Twenty-two years ago, three residents in Toryglen decided they had had enough of watching their neighbourhood deteriorate. So they started a gardening club.
Today, that modest act of defiance has grown into Urban Roots — a community-led environmental charity that runs food growing spaces, conservation projects, and healthy eating programmes across the entire Southside of Glasgow. It is one of the most successful community food growing organisations in Scotland, and it began with nothing more than a few spades and a stubborn refusal to accept that derelict land had to stay derelict.
Urban Roots is not alone. Across Glasgow — in Govan, Maryhill, Calton, and the East End — volunteers are transforming forgotten corners of the city into productive food gardens. And right now, as spring brings the growing season back to life, the movement is entering what may be its most important chapter yet.
Seeds of change
Glasgow has some of the highest rates of food insecurity in Scotland. In communities where fresh fruit and vegetables can feel like a luxury, the ability to grow your own food is not a hobby — it is a lifeline.
The Glasgow Community Food Network connects dozens of projects across the city, from small raised-bed plots behind community centres to ambitious market garden initiatives on formerly derelict land. Their work spans growing, cooking, education, and distribution — putting food into the hands of people who need it most.
Glasgow City Council's Let's Grow Together Fund, an annual £50,000 pot of capital grants, provides crucial support. The fund offers grants of between £500 and £5,000 to community organisations creating or expanding food growing spaces. Applications for the 2026–27 round closed on 1 March, and awards are being announced this week — bringing fresh investment to projects across the city just as the growing season begins.
Digging deeper than food
The benefits of community food growing extend far beyond nutrition. Urban Roots, which works with all ages and abilities in schools, community spaces, gardens, and woodlands, describes its mission as helping people "connect with nature and take practical action that makes a positive difference to their own lives, their communities, and the planet."
For many participants, the garden is the first place they have felt genuinely welcome. Volunteering offers structure, purpose, and social connection — all of which have measurable impacts on mental health. GPs in deprived areas of Glasgow have increasingly turned to social prescribing, directing patients towards community gardens as a complement to clinical treatment.
The physical benefits are equally tangible. Time spent outdoors, engaged in moderate physical activity, with access to fresh produce at the end of it — it is, in effect, a prescription that costs almost nothing and delivers results that no pharmaceutical company could patent.
A city growing its own solutions
As Glasgow's food growing movement enters spring 2026, the trajectory is unmistakable.

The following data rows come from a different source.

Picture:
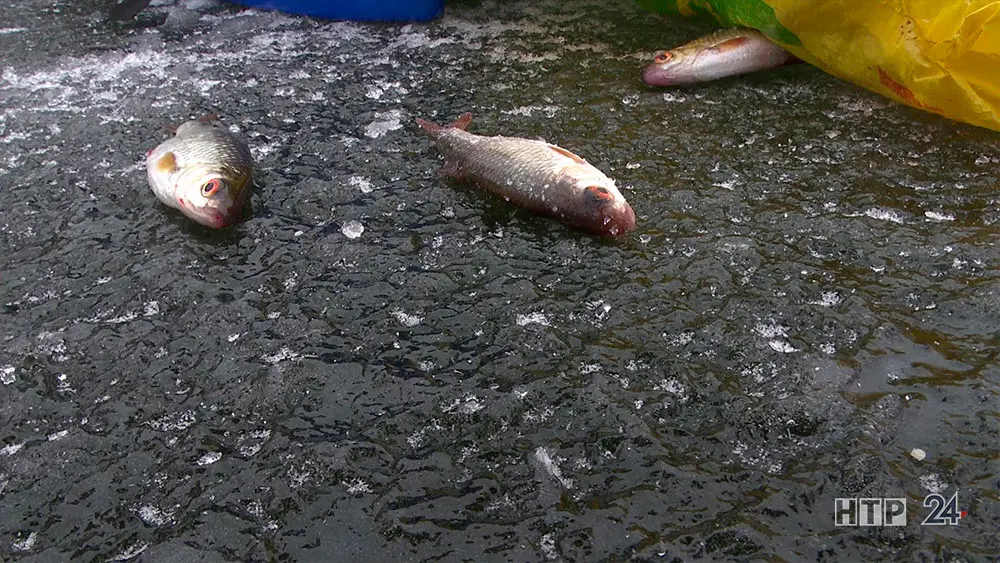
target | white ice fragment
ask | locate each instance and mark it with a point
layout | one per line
(26, 544)
(782, 346)
(828, 299)
(352, 229)
(385, 122)
(465, 405)
(938, 217)
(357, 487)
(130, 552)
(406, 319)
(547, 545)
(153, 516)
(885, 215)
(932, 483)
(543, 457)
(285, 353)
(537, 317)
(771, 331)
(527, 111)
(209, 458)
(362, 183)
(173, 421)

More land is being reclaimed. More volunteers are signing up. More funding is flowing to grassroots projects that understand their communities far better than any top-down programme ever could.
In a city with deep-rooted inequalities and persistent food poverty, these gardens represent something quietly radical: communities refusing to wait for solutions, and growing them instead.
The spades are out. The soil is warming. And across Glasgow, the growing season has begun.